Orange County jurors in the 1975 trial of devil-cult leader Steven Hurd listened to testimony at a Santa Ana gas station where attendant Jerry Wayne Carlin was murdered in 1970. [Photo courtesy of the O.C. Register]

A purported confession and other statements made by Hurd in 1970 were ruled admissible as evidence in his trial.

In mid-June 1975 Steven Hurd, self-professed devil worshiper, was found guilty of two
charges of first degree murder in the 1970 slayings. A jury of six men and six women deliberated for two days before arriving at the verdict. He was sentenced to two consecutive life terms.

At his subsequent sanity hearing, Hurd made frequent references to “my father, the
devil” as he proceeded to relate details of the murder of Florence Brown.

May 19, 1975. Steven Hurd , right, walks with an officer during the jury tour of the crime scene. [Photo courtesy of the O.C. Register]

May 19, 1975. Steven Hurd , right, walks with an officer during the jury tour of the crime scene. [Photo courtesy of the O.C. Register]

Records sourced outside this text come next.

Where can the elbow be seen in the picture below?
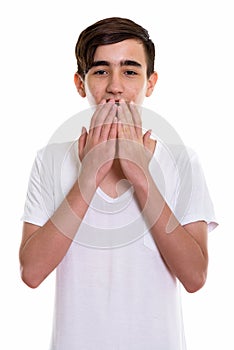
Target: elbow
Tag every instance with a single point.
(30, 278)
(195, 282)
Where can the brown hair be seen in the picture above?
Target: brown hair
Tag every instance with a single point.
(110, 31)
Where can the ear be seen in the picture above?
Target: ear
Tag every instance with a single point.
(151, 84)
(79, 83)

Hurd said that several days after Brown was stabbed to death in an orange grove he
disinterred her body from the shallow grave along Ortega Highway.

He told the court he removed the heart, burned part of it and ate the rest. He used
ashes and paper to make a “star of death” around the heart as part of a devil’s rite.
According to Hurd when he was finished the devil told him he was “proud of him”.

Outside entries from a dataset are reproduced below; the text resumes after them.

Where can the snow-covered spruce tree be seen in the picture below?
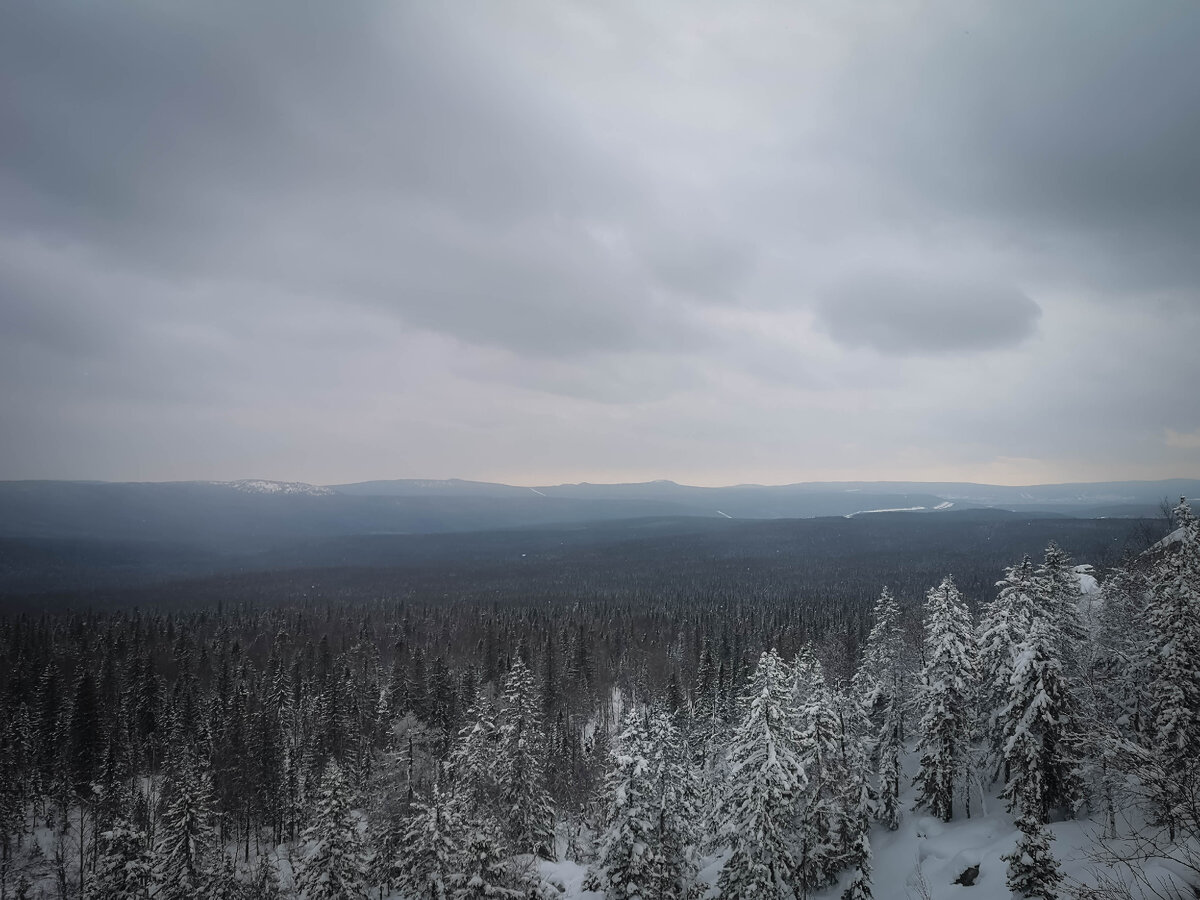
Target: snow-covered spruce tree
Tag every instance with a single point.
(472, 766)
(1174, 652)
(124, 865)
(526, 808)
(1032, 869)
(946, 695)
(336, 864)
(1059, 594)
(679, 809)
(484, 868)
(1003, 624)
(483, 873)
(186, 845)
(766, 777)
(223, 883)
(1041, 729)
(820, 851)
(265, 881)
(627, 847)
(1122, 663)
(429, 865)
(857, 804)
(883, 685)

Hurd said “his father” told him he would die in 1977, but didn’t explain how or where. Of course the devil is a liar. Hurd would live beyond 1977 by 28 years.

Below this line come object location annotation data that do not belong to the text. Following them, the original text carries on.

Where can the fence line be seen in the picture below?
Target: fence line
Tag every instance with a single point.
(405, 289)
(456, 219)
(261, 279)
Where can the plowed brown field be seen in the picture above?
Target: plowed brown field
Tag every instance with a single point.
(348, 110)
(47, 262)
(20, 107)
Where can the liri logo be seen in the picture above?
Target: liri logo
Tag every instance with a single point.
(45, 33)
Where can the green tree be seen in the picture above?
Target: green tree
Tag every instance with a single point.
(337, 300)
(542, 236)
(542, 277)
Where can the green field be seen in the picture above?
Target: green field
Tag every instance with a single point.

Steven C. Hurd died of a brain hemorrhage on May 28, 2005 in a hospital outside Mule
Creek State Prison in Amador County. He’d often stated that when he died he would
go to hell. When asked what he thought hell was like he said:

“Everything I need and want. No one to call me names; no one to laugh at me and no one to fuck with my head.”

Maybe Hurd’s vision of hell was accurate–I’ve never talked to anyone who knows. .

CHRISTOPHER “GYPSY” GIBBONEY

In May 1972, Gibboney pleaded guilty to second-degree murder for the slaying of Florence Brown. He may have been allowed to plead to a lesser charge because the witness against him, Herman Taylor, had gone missing.

By October 1971, Taylor had spent 15 months in jail for being an accessory in the killing of Florence Brown and the hatchet slaying of Jerry Carlin. Judge Byron McMillan thought that was sufficient time and placed him on five years’ formal probation. He was ordered into custody of the California Youth Authority (CYA) because he was on parole at the time the murders were committed. He later vanished from the CYA faciltiy, even though he had agreed to be a state witness against Gibboney.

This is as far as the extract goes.